Apply context to how the rating system will be used (hint: sometimes the use case might not be suitable)
According to its own specification, CVSS is designed capture the severity of a vulnerability, not the risk associated with it. It is therefore essential to know how the rating system will be used in the broader organization, in the context of organizational risk, to ensure that ratings are not misapplied. Doing so can skew prioritization, directing attention away from issues that are more important. For example:
Within an online retailer, a CVSS score of 6.5 is given to a vulnerability that exposes all its customers’ credit card numbers to any logged-in user. A 10.0 score is given to an unauthenticated remote code execution (RCE) finding on an internal QA server that's not Internet-exposed. Both need to be fixed. The scoring alone tells you that the RCE vulnerability should take priority, when it is in fact the other issue that would have the biggest impact on the business should it be exploited. Even if the 6.5 represents the “Base” metric (the intrinsic qualities of a vulnerability that are constant over time and across user environments) and the “Environmental” (the characteristics of a vulnerability that are unique to a user's environment) and “Temporal” (characteristics of a vulnerability that change over time) skews the 6.5 score to 8.3 and the 10 score down to 8.7, the weighting is still incorrect.

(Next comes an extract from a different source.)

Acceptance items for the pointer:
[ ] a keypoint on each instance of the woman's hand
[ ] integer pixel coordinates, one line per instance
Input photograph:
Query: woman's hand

If appropriately prioritizing vulnerabilities is the primary aim of moving to CVSS, additional processes or adjustments to the scoring will be needed.
Allow for human expertise to challenge scoring
If there is any dispute or doubt around a designated CVSS score suggests, this should be documented. In practice, such documentation may involve adding a risk note section to the vulnerability description explaining why, for example, the business risk is considered “Low” when CVSS suggests “Medium”, e.g., “Although the CVSS score of this finding indicates a medium-risk vulnerability, the prerequisites for exploitation and the generic content of the data being stored, the severity rating of this finding has been lowered to a low-risk issue”. Documentation must be supported by adequate policies that ensure risk notes are referenced in future scoping/testing work.
Develop a shared vocabulary and foundation for reasoning
Uniting stakeholders across the business on the language, nuance, rationale, and thinking behind CVSS is undoubtedly the most important step towards using the system effectively. It’s also a great place to start when unifying the general approach to security and organizational risk. By learning about CIA, for instance, people start thinking about vulnerabilities in these terms. This enables clearer articulation of why a given vulnerability might be more severe than another. In essence, scores are less important than vectors, the strings that break down the rating along each category.
Using CVSS
CVSS can be a powerful scoring system when its purpose is understood, and it is applied to the right kinds of issues. As mentioned, perhaps the most fundamental issue is organizations not following the guidance provided by FIRST. Whilst room must be made for scores to be questioned and context applied, the restraints of the system in terms of its application to technical vulnerabilities within software should be respected if any organization is to benefit from its use.